The fiery part in me is therefore gradually opening the door to activism. Due to my thoughtful part, I have always found it difficult to be associated with this. Not because I am without principles, but because I am in favor of a struggle within the institutions. If only we strengthen the institutions and make the procedures fairer, then we can settle differences between people in a healthy way and protect citizens against the excesses of the market and government.

That’s what I thought. But it is extremely difficult for my fiery part to support institutions that put short-term and private interest above the common good. For example, that part of me still has a hangover from the fact that the climate summit was hosted by an authoritarian regime and sponsored by Coca-Cola. The fiery part finds it incomprehensible that Dutch climate negotiators have collaborated with the business community to undermine climate finance for poor countries, such as research agency SOMO recently revealed.
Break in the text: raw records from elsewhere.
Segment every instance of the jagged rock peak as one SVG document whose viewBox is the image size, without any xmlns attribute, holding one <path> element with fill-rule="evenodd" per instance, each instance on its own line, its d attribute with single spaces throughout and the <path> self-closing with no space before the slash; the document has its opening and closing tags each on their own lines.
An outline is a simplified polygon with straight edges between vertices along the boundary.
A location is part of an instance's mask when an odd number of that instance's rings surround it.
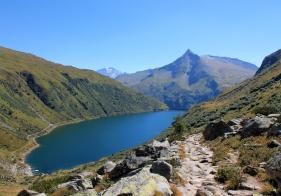
<svg viewBox="0 0 281 196">
<path fill-rule="evenodd" d="M 258 71 L 256 72 L 256 75 L 263 73 L 265 70 L 270 68 L 272 65 L 274 65 L 277 61 L 281 59 L 281 49 L 277 50 L 276 52 L 266 56 L 264 60 L 262 61 L 262 64 Z"/>
</svg>

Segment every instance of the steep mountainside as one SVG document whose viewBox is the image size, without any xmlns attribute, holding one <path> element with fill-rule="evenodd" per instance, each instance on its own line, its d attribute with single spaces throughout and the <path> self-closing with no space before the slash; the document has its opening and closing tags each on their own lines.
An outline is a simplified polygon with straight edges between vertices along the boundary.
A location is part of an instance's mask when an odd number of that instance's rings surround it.
<svg viewBox="0 0 281 196">
<path fill-rule="evenodd" d="M 275 53 L 273 53 L 275 54 Z M 211 120 L 226 120 L 255 113 L 281 112 L 281 57 L 269 63 L 265 71 L 233 88 L 227 89 L 213 101 L 191 108 L 185 123 L 200 127 Z M 268 61 L 266 57 L 263 65 Z"/>
<path fill-rule="evenodd" d="M 171 64 L 117 77 L 124 85 L 153 96 L 171 109 L 187 109 L 225 87 L 253 76 L 257 67 L 238 59 L 198 56 L 188 50 Z"/>
<path fill-rule="evenodd" d="M 267 68 L 270 68 L 270 66 L 273 65 L 274 63 L 276 63 L 277 61 L 279 61 L 280 58 L 281 58 L 281 50 L 278 50 L 278 51 L 268 55 L 267 57 L 265 57 L 259 70 L 257 71 L 256 75 L 262 73 Z"/>
<path fill-rule="evenodd" d="M 192 107 L 174 123 L 172 140 L 203 132 L 202 145 L 213 151 L 212 164 L 218 168 L 215 179 L 234 195 L 254 195 L 245 192 L 250 186 L 262 195 L 281 194 L 281 56 L 277 53 L 264 59 L 266 66 L 253 78 Z"/>
<path fill-rule="evenodd" d="M 115 69 L 113 67 L 99 69 L 99 70 L 97 70 L 97 72 L 101 75 L 104 75 L 104 76 L 107 76 L 107 77 L 110 77 L 113 79 L 124 74 L 124 72 L 119 71 L 118 69 Z"/>
<path fill-rule="evenodd" d="M 94 71 L 80 70 L 0 48 L 0 147 L 48 125 L 165 108 Z"/>
</svg>

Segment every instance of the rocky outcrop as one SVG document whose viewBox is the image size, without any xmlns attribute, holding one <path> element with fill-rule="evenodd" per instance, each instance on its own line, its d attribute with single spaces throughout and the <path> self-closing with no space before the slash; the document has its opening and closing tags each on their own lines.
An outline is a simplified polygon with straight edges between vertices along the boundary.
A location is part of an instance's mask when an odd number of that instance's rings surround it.
<svg viewBox="0 0 281 196">
<path fill-rule="evenodd" d="M 281 135 L 281 124 L 276 123 L 271 127 L 267 133 L 268 136 L 280 136 Z"/>
<path fill-rule="evenodd" d="M 233 132 L 231 127 L 223 120 L 216 120 L 207 125 L 203 131 L 205 140 L 214 140 L 217 137 L 224 136 L 225 133 Z"/>
<path fill-rule="evenodd" d="M 21 192 L 19 192 L 17 196 L 46 196 L 46 194 L 24 189 Z"/>
<path fill-rule="evenodd" d="M 155 161 L 150 168 L 151 173 L 164 176 L 167 180 L 170 180 L 173 175 L 173 167 L 165 161 Z"/>
<path fill-rule="evenodd" d="M 279 146 L 281 146 L 281 144 L 277 140 L 271 140 L 270 142 L 267 143 L 268 148 L 277 148 Z"/>
<path fill-rule="evenodd" d="M 256 72 L 256 75 L 261 74 L 265 72 L 267 69 L 269 69 L 273 64 L 275 64 L 277 61 L 281 59 L 281 50 L 277 50 L 276 52 L 266 56 Z"/>
<path fill-rule="evenodd" d="M 172 191 L 166 178 L 152 174 L 149 167 L 144 167 L 133 176 L 121 178 L 109 187 L 102 195 L 171 195 Z"/>
<path fill-rule="evenodd" d="M 269 131 L 274 123 L 275 121 L 273 118 L 256 116 L 246 122 L 241 135 L 242 137 L 261 135 L 262 133 Z"/>
<path fill-rule="evenodd" d="M 68 190 L 73 191 L 85 191 L 87 189 L 93 189 L 93 185 L 89 179 L 84 178 L 82 175 L 77 175 L 70 178 L 68 182 L 59 184 L 58 188 L 67 188 Z"/>
<path fill-rule="evenodd" d="M 266 162 L 265 169 L 277 182 L 278 193 L 281 194 L 281 149 Z"/>
<path fill-rule="evenodd" d="M 106 161 L 104 163 L 104 165 L 100 169 L 98 169 L 97 173 L 99 175 L 104 175 L 105 173 L 111 172 L 115 166 L 116 166 L 116 163 L 114 163 L 112 161 Z"/>
</svg>

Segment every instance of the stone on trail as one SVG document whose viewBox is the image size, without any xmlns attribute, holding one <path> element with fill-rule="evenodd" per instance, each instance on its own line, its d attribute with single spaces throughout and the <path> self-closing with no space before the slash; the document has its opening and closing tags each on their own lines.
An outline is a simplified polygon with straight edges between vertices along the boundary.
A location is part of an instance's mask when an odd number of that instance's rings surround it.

And although everything conceivable has already been said about human rights and the World Cup; my fiery part wonders what would happen if the KNVB, along with other European federations, did not succumb to FIFA repression. Don’t give up from the OneLove bandbut threaten not to play.

The bottom line is that my fiery part is winning. We cannot afford not to be activist in times when extremes are normalized and institutions are corrupted by short-term interests. That’s why the thoughtful part in me is increasingly starting to sing a little lower, and I’m increasingly expressing color about which values ​​are worth fighting for for me.

That fervor is reflected not only in the conversations and books that occupy me and my friends, but also in the initiatives we undertake. Instead of just tapping bits and shouting on social media, we form organizations, organize protests, and bring allies together. After all, not being an activist is a privilege, destined for people who have no heart to feel the injustice that is happening around us. If the public interest and human dignity are under pressure, then we are of no use to people who operate within corrupt institutions. We actually need more activism in our society to protect fundamental values ​​and the public interest.

Kiza Magendane is a political scientist and writes a column on this site every other week.